The Marvels

Image of The Marvels
Author(s): 
Release Date: 
September 14, 2015
Publisher/Imprint: 
Scholastic Press
Pages: 
640
Reviewed by: 

The Marvels by Brian Selznick, author and illustrator of The Invention of Hugo Cabret, is a multilayered masterpiece in which the illustrated story tells of a theatrical family, the Marvels, from their ancestor Billy Marvel, shipwrecked then rescued, who comes to England to help build the Royal Theater in 1766, to the unexplained mystery of Leontes, where the Marvel line appears to end.

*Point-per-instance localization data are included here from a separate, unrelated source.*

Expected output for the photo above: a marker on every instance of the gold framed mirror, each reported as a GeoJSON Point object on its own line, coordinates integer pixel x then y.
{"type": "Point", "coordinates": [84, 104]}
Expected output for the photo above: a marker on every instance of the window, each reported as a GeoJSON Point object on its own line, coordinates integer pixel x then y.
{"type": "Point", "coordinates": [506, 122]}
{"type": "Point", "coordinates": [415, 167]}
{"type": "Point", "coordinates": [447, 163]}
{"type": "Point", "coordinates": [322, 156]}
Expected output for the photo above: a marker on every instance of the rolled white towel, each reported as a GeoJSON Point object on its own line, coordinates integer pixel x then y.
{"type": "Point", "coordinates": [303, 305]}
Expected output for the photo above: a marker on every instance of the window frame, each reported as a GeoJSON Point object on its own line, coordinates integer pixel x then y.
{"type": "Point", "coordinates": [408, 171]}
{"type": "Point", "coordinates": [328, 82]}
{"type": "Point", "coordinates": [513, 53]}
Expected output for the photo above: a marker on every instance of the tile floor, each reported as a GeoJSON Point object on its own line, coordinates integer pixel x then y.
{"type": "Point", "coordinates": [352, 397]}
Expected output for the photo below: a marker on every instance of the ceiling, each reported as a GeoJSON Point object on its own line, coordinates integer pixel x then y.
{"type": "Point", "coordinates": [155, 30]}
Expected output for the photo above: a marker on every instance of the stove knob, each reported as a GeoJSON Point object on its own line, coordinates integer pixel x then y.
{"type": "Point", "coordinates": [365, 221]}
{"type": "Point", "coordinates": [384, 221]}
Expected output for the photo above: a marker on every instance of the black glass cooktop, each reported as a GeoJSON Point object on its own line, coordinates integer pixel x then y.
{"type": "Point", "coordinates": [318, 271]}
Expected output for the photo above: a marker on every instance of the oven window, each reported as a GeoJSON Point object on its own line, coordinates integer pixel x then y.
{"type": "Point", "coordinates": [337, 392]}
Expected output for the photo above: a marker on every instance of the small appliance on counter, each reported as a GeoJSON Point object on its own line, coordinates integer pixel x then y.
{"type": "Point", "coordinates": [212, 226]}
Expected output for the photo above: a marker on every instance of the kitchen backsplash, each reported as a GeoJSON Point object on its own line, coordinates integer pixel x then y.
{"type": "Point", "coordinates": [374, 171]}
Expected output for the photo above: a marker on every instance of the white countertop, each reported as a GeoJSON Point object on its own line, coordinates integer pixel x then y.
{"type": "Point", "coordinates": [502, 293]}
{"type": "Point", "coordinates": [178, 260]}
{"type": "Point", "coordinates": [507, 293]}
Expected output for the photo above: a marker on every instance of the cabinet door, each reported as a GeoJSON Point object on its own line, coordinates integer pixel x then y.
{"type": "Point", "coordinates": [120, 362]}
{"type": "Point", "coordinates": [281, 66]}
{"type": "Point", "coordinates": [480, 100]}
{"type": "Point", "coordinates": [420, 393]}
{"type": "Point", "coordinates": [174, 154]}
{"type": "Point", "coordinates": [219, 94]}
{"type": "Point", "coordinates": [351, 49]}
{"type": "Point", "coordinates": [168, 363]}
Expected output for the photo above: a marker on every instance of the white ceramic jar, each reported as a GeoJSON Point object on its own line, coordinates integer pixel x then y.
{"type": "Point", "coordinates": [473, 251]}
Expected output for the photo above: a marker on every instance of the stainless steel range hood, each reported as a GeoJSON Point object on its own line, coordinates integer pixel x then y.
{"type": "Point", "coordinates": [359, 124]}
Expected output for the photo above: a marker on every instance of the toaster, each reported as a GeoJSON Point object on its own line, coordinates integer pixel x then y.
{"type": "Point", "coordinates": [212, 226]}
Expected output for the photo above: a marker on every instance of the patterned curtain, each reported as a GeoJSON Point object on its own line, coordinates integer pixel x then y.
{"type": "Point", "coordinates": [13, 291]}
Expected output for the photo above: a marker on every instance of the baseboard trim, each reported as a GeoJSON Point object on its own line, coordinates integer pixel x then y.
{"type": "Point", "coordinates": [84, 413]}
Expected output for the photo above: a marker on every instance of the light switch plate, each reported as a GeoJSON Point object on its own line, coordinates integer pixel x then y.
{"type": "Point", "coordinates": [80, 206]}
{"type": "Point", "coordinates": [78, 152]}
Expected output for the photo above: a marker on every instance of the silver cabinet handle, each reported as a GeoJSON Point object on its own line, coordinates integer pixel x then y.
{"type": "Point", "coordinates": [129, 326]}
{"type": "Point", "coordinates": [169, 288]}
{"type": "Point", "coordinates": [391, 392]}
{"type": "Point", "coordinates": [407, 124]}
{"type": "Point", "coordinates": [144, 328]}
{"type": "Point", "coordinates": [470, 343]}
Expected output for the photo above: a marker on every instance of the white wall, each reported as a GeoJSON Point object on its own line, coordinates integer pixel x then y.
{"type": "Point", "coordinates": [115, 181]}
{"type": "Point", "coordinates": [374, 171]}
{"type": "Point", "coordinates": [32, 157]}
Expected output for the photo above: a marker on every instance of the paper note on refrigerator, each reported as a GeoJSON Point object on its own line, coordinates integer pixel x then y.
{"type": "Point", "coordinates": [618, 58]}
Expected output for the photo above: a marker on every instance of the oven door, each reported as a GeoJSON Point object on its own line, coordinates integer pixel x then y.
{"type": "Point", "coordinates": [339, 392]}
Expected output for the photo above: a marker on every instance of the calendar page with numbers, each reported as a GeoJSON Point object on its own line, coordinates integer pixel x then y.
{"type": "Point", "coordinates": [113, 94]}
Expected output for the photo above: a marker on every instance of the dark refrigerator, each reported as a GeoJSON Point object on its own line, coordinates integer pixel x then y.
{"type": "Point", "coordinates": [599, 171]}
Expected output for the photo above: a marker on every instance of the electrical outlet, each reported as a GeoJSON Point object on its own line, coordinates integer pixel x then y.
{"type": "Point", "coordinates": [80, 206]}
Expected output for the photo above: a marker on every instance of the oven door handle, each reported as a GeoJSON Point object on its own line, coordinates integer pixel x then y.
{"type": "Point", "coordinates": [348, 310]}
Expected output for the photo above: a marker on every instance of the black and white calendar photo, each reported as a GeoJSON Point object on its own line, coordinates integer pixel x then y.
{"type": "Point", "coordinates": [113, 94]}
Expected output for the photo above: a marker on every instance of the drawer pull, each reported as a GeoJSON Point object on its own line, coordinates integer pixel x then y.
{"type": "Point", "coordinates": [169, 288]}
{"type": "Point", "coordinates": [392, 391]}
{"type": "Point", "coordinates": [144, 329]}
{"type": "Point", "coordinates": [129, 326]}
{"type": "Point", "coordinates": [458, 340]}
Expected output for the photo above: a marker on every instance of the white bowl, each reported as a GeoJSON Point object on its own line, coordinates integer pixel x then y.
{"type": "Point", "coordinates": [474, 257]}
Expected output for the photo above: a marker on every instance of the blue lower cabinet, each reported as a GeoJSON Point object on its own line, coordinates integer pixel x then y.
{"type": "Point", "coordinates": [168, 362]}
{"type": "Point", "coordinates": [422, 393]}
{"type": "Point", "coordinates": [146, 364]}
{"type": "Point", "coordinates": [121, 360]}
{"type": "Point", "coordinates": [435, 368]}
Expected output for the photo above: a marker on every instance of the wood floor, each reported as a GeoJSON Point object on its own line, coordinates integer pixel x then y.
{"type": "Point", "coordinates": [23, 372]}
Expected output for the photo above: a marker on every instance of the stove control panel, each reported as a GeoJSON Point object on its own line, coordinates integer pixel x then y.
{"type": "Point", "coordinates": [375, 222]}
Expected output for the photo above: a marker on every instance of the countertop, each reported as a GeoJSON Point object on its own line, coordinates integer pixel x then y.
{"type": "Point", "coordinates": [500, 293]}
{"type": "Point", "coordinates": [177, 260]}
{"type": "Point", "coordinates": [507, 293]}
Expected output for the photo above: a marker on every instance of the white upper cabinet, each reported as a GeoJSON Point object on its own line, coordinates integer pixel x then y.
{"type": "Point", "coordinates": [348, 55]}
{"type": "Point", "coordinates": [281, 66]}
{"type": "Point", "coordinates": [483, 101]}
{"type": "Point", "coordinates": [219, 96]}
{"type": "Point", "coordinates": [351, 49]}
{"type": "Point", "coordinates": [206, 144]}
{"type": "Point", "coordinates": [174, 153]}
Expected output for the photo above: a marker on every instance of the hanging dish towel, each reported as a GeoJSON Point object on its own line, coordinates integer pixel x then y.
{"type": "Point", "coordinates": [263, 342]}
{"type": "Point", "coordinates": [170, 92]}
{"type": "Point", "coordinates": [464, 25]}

The ebb and flow of time in The Marvels is handled through newspaper articles, obituaries, and wedding announcements—events in life that concretely mark the years. As the Marvels thrive in theater, their family life is filled with sons named for Shakespearean characters, and tantrums on and off stage as each son tries to find his path.

Alexander Marvel, a scoundrel, is confronted with his abandoned son, and is left to raise Oberon, who turns out to be a greater actor than his father. Oberon in turn tries to force his artistic-minded son, Leontes, into the theatre but meets resistance. Leontes finds solace with his mad grandfather Alexander who lives below stage. In the early stages of dementia, Grandfather Alexander accidentally sets fire to the Royal Theater, and Leontes rushes in to save him—here the illustrated story seems to end and turns to Mr. Selznick’s prose.

It is in the middle of the story that readers find the beginning, which could be any time in modern day: a boy named Joseph, troubled and awkward, runs away from school in hopes of finding his Uncle Albert in London. Uncle Albert guards a series of mysteries under his roof and in his heart.

Uncle Albert’s house is a character in itself. The address of 18 Folgate Street in The Marvels is a model of the real-life historical Dennis Severs’ House at the same address. Both real and fictional houses are a place where time has stopped in Victorian London, recaptured from tapestry to tile, china to chairs, and where recordings of what Victorian London would’ve sounded like outside the house windows plays inside.

After a successive turn of events where Joseph seems to do nothing right, he discovers a set of tape recordings that tell the lineage of the Marvels, recorded by Uncle Albert. Joseph begins to hold hope that he is a descendant of this family, and that he and his family are more than what they seem—a mother enamored with wealth, a father concerned with appearances, and mysterious uncle never spoken about, who might be quite mad like Alexander Marvel.

Joseph eventually learns the truth of the Marvels, who they really were, where they came from, and who Uncle Albert really is, beneath the gruff and strange exterior. Without giving away the lovely twists and turns that enhance The Marvels, the motto Aut Visum Aut Non (Either you see it or you don’t), should give readers a clue, as it eventually does to Joseph, about the nature of truth and time. Soon the illustrations return, and Joseph is a grown man, with his own family, like Uncle Albert’s—one that is made by choice.

Also included in this book is a small map of the places in London that inspired The Marvels, with addresses, websites, and information on each place.

The Marvels is truly an apt name for this book, not just because it is about the Marvel family, but because it is about the marvel of human forgiveness and imagination.